Running along the bottom of the New Truth page which had the "disappearing regiment" story was the following: "STARTING IN THIS WEEK'S TRUTH: UNEX-

PLAINED MYSTERIES—P.30". Using the rhetorical question, a device so beloved by writers on the paranormal: Was the ANZACs' story revived merely to promote the paper's new series?

Incidentally, the "unexplained mystery" on New Truth's P.30 sounded as dubious as the home-grown effort. We are investigating it.
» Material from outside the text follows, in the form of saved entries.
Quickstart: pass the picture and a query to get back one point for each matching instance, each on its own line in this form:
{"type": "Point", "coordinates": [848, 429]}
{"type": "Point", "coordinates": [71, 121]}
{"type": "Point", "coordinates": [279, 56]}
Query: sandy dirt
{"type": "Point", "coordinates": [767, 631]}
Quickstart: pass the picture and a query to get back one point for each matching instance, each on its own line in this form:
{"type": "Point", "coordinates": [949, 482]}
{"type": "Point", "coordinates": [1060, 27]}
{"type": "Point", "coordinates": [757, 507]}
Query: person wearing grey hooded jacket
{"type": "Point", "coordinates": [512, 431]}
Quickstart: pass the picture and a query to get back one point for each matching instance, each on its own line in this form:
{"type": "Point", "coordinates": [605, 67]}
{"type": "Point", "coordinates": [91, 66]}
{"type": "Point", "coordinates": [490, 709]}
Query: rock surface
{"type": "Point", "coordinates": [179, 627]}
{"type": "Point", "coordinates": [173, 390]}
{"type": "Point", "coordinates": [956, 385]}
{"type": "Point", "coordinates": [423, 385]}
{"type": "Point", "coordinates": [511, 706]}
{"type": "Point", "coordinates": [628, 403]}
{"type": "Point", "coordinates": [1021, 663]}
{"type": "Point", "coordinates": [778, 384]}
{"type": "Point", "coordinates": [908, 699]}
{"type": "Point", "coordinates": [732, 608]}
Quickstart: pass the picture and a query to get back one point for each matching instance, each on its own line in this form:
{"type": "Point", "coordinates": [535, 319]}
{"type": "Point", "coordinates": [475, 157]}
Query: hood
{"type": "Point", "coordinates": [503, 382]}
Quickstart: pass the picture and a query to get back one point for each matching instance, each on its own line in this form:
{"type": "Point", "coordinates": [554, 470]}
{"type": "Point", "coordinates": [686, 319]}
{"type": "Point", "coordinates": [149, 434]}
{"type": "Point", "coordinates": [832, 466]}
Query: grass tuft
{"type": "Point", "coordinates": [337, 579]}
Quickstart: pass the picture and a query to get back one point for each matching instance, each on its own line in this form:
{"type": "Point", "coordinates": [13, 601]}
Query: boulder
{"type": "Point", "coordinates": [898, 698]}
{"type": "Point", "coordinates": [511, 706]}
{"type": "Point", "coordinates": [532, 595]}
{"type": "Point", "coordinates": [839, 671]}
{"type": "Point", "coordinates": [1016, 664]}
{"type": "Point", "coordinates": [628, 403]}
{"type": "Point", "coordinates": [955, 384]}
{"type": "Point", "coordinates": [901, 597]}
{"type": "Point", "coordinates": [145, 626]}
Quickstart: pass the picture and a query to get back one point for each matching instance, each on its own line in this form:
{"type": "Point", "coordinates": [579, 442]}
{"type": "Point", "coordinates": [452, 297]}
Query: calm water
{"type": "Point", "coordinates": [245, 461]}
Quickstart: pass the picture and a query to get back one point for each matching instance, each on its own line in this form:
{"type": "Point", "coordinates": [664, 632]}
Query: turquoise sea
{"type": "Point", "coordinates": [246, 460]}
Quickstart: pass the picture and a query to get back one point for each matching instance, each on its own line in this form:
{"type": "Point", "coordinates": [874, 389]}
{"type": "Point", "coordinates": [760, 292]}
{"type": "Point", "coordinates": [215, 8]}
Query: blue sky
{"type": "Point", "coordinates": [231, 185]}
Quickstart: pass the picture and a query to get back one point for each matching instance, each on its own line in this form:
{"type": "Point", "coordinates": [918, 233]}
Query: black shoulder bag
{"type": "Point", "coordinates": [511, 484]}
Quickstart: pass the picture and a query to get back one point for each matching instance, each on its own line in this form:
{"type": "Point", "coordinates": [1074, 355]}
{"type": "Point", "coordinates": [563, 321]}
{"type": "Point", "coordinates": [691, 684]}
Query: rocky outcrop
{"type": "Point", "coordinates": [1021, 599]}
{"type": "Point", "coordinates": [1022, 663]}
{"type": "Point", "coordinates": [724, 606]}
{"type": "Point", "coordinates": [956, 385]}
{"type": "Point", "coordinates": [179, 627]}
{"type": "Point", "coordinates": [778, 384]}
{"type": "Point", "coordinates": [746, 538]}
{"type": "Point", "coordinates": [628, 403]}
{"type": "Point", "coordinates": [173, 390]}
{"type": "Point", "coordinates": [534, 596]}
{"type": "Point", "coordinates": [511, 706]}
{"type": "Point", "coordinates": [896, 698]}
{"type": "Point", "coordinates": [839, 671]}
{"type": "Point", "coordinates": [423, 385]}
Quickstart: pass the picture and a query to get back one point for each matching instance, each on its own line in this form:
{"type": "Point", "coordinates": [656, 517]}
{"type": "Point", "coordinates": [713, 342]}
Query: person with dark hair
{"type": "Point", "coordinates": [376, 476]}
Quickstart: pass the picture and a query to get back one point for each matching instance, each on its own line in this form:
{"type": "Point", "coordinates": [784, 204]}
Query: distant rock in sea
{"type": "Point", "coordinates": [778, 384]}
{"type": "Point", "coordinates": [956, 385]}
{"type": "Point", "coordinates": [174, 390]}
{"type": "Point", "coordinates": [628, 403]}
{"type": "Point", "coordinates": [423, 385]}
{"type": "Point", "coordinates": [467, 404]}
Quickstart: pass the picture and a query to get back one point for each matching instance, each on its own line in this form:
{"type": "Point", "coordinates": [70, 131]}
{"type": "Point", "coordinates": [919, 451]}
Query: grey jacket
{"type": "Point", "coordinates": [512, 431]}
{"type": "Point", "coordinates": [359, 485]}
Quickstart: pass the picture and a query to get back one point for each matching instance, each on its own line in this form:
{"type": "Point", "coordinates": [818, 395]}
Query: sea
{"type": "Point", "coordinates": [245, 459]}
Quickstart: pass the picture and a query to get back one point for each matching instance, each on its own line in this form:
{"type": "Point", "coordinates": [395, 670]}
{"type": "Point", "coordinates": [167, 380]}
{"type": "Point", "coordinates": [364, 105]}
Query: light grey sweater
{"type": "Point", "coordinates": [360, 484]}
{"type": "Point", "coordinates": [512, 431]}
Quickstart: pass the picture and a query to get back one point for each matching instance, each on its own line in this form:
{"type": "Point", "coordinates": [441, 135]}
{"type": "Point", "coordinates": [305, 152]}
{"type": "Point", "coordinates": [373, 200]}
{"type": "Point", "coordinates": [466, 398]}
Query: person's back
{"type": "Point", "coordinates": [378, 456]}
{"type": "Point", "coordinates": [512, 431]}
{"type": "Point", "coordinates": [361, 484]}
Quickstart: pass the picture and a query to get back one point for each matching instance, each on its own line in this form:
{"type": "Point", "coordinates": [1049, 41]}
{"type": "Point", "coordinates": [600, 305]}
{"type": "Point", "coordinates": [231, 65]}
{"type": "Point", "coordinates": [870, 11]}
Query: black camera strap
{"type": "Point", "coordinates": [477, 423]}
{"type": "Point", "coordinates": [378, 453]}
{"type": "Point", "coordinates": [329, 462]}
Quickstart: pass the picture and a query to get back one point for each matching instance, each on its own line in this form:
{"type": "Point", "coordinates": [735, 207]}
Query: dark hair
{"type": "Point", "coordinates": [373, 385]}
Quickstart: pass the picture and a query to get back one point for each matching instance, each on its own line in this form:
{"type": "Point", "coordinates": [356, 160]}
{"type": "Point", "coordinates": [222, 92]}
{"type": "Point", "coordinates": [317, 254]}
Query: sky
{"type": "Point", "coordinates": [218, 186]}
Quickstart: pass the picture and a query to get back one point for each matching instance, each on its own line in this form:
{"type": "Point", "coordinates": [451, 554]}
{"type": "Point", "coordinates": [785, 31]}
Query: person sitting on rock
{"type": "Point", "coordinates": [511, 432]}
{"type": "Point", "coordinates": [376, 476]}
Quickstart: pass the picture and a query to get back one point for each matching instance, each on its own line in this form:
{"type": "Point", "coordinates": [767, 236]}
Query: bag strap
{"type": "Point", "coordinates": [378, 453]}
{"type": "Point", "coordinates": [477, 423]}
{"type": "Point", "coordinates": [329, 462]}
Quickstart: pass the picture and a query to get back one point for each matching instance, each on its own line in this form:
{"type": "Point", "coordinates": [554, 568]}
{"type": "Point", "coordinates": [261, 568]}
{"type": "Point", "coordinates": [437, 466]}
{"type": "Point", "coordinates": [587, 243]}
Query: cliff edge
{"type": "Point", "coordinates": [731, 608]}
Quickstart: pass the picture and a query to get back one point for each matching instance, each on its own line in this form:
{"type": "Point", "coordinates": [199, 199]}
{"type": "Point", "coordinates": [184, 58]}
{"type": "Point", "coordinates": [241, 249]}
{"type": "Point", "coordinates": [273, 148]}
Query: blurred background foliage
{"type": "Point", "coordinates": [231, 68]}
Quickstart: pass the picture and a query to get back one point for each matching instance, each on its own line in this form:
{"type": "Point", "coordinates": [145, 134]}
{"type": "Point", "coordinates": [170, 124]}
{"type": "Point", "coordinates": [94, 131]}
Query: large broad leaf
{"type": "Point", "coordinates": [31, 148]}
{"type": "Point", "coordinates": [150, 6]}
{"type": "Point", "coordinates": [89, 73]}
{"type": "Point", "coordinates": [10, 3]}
WHAT NEW TRUTH DIDN'T TELL ITS READERS.

  • The First Fourth Norfolk was a battalion of the Royal Norfolk Regiment and not itself a regiment. The First Fourth never disappeared.
  • The First Fifth Norfolk battalion was virtually wiped out at Gallipoli in an advance which took place on 12 August 1915, and it did seem as if it had vanished. However, 122 bodies, those of slightly less than half the participants in the advance, were recovered in 1919. (According to New Truth the date of the "disappearance" in the affidavit was 28 August. Other accounts say 21 August.)
  • Of the 34,000 British and Empire troops who died at Gallipoli 27,000 have no known grave.
  • Official war records show that Reichardt's unit, even if it was where he says it was, was more than four miles away from the scene of the First Fifth's advance, and the two other "eyewitnesses" were evacuated from Gallipoli because of illness on 5 August and 21 August.
  • No account of the kidnapping cloud predated the affidavit signed in New Zealand 50 years after the event.